Mary-Kate and Ashley Olsen are charming performers and they make an
effortless transition to the big screen regardless of the poor material
(special kudos for playing two distinct characters whom the viewer
never confuses), but it is this aforementioned dramatic scene that
really showcases just how capable they are of hitting home real emotions.
It is too bad, then, that the picture promptly resumes its immaturity
directly afterward, pleasing 10-year-olds and no one else in the process.
To add insult to injury, any movie that squanders so recklessly the
comic talents of Eugene Levy (2003's "A Mighty Wind") deserves to
be lead out into the woods and shot. Levy is funny by nature, so the
fact that he doesn't garner one laugh in his role as truant officer
Lomax (a pale imitation of Jeffrey Jones' Principal Rooney in "Ferris
Bueller") is frankly absurd. In supporting roles, Andy Richter (2003's
"My Boss's Daughter") is awful in the most patience-testing subplot
(involving the microchip of pirated software), while Jared Padalecki
(2003's "Cheaper by the Dozen") and Riley Smith (1978's "Eight Legged
Freaks") are Roxy and Jane's undernourished, too-old-for-them love interests.

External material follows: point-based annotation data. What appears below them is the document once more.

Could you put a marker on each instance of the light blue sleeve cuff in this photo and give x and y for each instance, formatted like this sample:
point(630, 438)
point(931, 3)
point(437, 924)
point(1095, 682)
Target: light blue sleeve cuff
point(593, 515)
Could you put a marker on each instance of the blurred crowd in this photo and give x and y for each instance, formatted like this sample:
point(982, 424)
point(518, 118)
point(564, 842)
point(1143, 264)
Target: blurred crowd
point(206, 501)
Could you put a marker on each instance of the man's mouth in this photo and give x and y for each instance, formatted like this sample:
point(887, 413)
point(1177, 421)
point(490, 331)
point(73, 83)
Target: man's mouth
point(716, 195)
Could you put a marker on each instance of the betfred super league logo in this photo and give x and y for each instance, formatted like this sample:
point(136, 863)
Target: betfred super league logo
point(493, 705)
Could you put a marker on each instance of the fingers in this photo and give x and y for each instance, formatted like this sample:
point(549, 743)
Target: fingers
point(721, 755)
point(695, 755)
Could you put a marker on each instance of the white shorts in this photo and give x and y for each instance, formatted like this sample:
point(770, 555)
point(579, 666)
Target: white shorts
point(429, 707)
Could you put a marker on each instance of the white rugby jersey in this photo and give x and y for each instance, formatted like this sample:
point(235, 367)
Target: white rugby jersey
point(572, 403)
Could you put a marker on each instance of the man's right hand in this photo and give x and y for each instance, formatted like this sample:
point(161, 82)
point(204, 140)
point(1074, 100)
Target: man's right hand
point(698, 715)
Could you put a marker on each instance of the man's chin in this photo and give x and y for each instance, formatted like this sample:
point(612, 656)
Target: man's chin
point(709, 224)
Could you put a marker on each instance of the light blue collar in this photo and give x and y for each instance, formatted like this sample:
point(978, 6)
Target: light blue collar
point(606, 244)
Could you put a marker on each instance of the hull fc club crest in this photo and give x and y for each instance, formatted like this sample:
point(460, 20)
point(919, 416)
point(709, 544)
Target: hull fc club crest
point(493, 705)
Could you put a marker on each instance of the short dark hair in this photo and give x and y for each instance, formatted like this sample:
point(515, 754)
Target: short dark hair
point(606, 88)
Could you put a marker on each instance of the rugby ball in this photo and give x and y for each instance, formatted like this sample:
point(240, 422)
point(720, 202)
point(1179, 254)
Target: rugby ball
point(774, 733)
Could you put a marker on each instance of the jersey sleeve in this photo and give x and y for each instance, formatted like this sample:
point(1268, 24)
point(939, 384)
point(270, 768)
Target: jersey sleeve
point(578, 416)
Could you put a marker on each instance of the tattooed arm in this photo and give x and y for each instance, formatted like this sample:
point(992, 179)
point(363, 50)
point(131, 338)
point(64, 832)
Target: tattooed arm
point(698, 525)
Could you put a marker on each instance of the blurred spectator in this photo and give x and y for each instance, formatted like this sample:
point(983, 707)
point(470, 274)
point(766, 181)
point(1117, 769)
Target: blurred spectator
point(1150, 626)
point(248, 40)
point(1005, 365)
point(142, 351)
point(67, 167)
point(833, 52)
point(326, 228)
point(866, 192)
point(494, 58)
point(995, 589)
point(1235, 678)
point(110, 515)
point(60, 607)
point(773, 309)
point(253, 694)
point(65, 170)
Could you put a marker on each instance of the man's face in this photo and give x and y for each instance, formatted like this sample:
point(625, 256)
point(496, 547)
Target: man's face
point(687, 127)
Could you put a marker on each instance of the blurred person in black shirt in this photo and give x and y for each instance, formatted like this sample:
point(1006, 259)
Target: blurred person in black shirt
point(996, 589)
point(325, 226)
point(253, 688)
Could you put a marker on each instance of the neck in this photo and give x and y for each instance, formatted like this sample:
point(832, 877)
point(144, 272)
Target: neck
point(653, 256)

Mary-Kate and Ashley Olsen have sold themselves way short with "New
York Minute." They are clearly bright, savvy young women and have
undeniable screen presence. They could have branched out with this
transitional career move and proven that they are more than just pretty
faces who make lowest-common-denominator 'tween fare. Regrettably,
"New York Minute" is content to be dumb, condescending, and cut off
from the reality of what it is really like to be a teenager on the
verge of adultho od. It could have been so much more.